I agree it lacks all of these things, but in scientific computing - at the current state - it is already ahead of fortran, python, and C++ in terms of convenience. Precompilation doesn't matter as much here, and the packaging and JIT compilation as well as relatively simple FFI are making one's life a lot easier.

And NB, python also doesn't offer many of these features, such as dependency management and simple single-binary builds.

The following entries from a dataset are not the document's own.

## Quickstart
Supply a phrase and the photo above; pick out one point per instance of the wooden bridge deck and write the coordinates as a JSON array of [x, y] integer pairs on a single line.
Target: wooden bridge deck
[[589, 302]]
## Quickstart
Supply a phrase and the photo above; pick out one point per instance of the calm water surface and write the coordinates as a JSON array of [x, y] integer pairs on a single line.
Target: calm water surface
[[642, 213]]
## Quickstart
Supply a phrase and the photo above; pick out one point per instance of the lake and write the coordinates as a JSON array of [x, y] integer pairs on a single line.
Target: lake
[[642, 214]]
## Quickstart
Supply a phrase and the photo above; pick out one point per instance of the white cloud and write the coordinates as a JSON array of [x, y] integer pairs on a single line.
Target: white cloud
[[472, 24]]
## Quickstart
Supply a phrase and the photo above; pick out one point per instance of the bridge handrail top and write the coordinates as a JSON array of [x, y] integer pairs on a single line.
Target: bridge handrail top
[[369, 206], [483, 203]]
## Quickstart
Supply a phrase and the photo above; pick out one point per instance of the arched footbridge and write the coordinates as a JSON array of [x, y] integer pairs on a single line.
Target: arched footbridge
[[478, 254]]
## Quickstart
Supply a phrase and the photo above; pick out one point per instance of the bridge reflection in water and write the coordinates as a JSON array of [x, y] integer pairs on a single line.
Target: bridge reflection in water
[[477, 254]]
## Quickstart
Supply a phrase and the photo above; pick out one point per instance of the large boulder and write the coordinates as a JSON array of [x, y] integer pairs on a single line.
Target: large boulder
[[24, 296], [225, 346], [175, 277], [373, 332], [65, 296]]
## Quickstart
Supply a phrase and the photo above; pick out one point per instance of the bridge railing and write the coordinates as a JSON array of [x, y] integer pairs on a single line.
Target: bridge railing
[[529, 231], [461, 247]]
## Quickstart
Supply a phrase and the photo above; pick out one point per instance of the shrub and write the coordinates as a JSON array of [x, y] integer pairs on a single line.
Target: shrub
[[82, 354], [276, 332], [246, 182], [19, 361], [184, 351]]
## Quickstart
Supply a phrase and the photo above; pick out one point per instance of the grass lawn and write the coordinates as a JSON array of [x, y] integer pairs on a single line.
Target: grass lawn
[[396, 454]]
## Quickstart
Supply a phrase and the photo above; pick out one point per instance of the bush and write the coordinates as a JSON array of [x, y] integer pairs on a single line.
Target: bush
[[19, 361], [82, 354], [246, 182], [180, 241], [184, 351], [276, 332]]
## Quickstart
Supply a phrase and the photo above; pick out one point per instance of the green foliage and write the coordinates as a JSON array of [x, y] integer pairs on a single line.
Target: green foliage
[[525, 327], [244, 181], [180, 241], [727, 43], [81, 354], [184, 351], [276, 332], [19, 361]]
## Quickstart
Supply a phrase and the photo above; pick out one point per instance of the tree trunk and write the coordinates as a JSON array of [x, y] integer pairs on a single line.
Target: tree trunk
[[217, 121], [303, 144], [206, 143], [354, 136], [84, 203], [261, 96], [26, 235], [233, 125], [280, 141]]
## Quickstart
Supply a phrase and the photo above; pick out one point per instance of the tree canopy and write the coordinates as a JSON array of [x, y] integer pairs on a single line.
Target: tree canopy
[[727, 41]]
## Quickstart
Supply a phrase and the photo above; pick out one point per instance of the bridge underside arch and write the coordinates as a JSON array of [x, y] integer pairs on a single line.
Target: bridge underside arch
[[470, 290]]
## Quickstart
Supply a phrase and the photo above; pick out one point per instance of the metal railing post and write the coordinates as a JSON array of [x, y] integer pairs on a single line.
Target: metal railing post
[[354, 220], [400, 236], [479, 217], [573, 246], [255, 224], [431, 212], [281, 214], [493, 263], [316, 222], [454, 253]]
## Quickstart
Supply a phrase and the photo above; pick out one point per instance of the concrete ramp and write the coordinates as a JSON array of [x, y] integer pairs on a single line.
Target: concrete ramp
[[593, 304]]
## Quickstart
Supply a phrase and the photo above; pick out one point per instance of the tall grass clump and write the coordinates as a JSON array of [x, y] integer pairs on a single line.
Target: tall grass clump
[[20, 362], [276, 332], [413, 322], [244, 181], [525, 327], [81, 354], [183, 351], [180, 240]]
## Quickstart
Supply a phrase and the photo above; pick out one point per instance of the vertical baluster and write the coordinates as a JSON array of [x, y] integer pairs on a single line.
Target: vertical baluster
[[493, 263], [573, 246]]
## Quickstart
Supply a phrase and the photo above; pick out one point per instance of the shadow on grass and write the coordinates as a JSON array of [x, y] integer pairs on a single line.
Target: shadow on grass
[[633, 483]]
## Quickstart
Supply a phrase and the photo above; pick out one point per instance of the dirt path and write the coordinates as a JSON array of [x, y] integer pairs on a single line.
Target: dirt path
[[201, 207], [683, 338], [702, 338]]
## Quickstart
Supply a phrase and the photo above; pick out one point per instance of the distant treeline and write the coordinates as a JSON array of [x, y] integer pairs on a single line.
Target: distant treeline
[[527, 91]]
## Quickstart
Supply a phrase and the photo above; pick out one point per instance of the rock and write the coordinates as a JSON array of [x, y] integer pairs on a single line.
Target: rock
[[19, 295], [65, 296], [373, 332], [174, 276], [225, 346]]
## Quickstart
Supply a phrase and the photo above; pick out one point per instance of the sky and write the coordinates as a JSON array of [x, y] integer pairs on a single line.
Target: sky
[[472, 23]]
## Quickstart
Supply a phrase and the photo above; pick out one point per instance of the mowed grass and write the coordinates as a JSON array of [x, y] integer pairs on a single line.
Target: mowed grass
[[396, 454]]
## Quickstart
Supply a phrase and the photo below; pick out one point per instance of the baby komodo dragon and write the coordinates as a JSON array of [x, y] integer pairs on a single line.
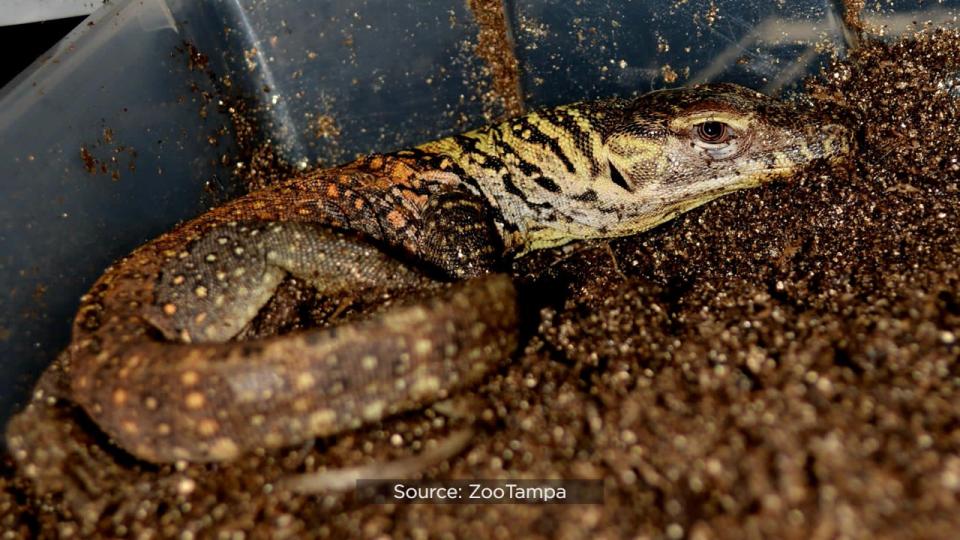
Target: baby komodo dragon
[[152, 359]]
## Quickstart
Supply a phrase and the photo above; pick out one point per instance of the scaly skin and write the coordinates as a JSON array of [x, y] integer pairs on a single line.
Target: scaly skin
[[151, 359]]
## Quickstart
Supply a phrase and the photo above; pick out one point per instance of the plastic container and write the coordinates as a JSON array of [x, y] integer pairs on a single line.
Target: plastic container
[[118, 133]]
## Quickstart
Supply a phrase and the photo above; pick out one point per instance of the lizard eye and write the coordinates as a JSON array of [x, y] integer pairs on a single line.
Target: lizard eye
[[713, 132]]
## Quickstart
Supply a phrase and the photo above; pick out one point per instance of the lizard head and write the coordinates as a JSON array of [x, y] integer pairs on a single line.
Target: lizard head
[[669, 151], [674, 150]]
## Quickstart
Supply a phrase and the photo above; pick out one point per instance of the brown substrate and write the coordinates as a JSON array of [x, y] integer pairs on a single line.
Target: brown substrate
[[782, 363]]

Yet it's popular.


"And NB, python also doesn't offer many of these features, such as dependency management and simple single-binary builds"

Python has tools for both of these - including virtualenv in standard Python. Nuitka if you want native compilation to a single binary. Julia has none.


> Julia has none.

Weird, since we ship natively compiled single binaries with Julia to customers all of the time using the standard open source tooling...


I did mention simple single-binary builds using the CLI. (ie - it just works with one command). Not fiddling around for hours with PackageCompiler.jl. Fiddling around with snoopfiles, then forced to ask questions on the forums to do what other languages do out of the box is not the way to go for developer ergonomics.


Uhh, you don't have to do anything with snoop files, and it's just a one line CLI call.

    julia -e 'using PackageCompiler; create_sysimage(["MyPackage"], sysimage_path="MyPackage.so"; precompile_execution_file = "MyScriptOfWhatToCompile.jl")'
and now you have a binary. How are people "forced to ask questions on the fourms" if the only thing to do is to change file location names? Are you talking about PackageCompiler from 2019 or PackageCompiler from 2023?